Anton Balaniuc
Anton Balaniuc

Reputation: 11739

Raw type predicate causes compilation error

I don't understand why raw type Predicate causes compilation error even if I have a type cast. Let's look at the following example:

From a list containing different objects get the ones which extend Number, cast to a Number and collect to a List.
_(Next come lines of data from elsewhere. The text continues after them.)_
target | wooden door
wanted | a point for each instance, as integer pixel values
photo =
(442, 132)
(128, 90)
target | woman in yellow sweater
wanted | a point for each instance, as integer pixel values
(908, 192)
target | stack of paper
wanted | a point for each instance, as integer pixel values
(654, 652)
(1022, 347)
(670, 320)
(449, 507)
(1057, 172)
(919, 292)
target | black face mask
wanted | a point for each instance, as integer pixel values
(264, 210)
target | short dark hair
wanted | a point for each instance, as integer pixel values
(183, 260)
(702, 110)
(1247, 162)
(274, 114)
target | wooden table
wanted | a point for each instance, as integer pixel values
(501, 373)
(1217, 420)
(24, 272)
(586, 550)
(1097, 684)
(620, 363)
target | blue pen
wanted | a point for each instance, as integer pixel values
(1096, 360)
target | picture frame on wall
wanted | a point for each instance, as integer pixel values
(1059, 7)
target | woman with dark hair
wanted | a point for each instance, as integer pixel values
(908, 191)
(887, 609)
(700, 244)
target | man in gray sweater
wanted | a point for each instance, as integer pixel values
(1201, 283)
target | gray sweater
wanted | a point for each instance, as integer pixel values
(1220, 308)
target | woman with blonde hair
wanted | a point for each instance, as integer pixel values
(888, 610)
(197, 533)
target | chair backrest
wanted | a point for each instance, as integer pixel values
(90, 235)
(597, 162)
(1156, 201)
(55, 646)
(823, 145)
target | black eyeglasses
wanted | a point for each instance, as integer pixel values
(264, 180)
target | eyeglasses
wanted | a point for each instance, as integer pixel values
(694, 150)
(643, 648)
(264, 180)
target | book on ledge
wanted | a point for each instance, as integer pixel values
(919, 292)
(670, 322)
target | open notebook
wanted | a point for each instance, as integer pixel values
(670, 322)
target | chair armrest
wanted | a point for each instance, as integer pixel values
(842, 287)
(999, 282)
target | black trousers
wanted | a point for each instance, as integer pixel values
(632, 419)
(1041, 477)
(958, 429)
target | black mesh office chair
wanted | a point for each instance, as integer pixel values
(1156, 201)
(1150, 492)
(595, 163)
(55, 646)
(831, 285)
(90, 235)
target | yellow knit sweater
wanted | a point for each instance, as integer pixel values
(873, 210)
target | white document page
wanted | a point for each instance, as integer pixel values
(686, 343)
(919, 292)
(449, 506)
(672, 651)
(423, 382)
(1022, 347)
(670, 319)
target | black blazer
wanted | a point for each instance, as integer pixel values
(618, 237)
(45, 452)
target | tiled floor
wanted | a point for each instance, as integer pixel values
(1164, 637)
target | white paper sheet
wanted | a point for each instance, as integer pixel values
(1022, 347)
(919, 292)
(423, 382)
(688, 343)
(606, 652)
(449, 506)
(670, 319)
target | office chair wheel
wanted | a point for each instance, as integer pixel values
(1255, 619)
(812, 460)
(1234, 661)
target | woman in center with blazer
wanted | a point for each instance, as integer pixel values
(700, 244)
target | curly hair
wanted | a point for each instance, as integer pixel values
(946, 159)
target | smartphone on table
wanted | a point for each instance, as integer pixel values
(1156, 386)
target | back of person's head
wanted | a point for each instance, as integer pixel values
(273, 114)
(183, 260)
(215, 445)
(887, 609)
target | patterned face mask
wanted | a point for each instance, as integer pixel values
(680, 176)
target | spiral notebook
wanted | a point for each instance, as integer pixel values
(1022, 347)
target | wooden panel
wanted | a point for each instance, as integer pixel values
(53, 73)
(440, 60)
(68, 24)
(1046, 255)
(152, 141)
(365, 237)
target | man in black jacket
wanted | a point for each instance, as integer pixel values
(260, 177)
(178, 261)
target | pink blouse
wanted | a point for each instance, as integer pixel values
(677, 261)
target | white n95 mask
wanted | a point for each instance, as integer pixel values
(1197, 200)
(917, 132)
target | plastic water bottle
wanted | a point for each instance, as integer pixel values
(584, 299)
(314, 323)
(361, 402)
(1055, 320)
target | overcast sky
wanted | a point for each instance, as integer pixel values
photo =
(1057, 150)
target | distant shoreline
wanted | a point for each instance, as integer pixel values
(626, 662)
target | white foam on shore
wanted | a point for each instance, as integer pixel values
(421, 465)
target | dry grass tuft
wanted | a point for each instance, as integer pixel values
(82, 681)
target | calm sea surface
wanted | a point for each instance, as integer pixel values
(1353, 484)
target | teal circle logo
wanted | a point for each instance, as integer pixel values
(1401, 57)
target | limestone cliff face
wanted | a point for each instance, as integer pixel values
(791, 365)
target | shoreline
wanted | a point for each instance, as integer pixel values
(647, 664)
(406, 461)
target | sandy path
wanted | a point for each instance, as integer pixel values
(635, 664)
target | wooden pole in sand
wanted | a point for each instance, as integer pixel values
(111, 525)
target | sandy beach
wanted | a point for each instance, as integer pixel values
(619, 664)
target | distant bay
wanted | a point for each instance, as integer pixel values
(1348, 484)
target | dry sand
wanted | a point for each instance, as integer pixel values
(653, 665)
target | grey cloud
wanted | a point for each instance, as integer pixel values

List<Object> objectList = Arrays.asList(1, 3.4, 2, new Object(), "");

List<Number> numbers = objectList
        .stream()
        .filter(Number.class::isInstance)
        .map(Number.class::cast)
        .collect(Collectors.toList()); 

Let's do the same thing, but this time let's cast Number.class::isInstance to Predicate:

List<Number> numbers1 = objectList.stream()
                .filter((Predicate) Number.class::isInstance)
                .map(Number.class::cast)
                .collect(Collectors.toList());

This leads to a compilation error:

Error:(28, 25) java: incompatible types: java.lang.Object cannot be converted to java.util.List

There is a cast after a filter operation .map(Number.class::cast) and .collect(Collectors.toList());But the final type is java.lang.Object. Why do you think the result type is java.lang.Object and not a List<Number>?

Upvotes: 4

Views: 262

Answers (1)

Oliver Charlesworth
Oliver Charlesworth

Reputation: 272517

  1. As you've supplied a raw type to filter, it returns a raw Stream.
  2. Ordinarily, map would be <R> Stream<R> Stream<T>::map(Function<? super T, ? super R> function). But now there is no T, so the argument is forced to be a raw Function type, so map too ends up returning a raw Stream.
  3. Similar logic means that collect returns an Object.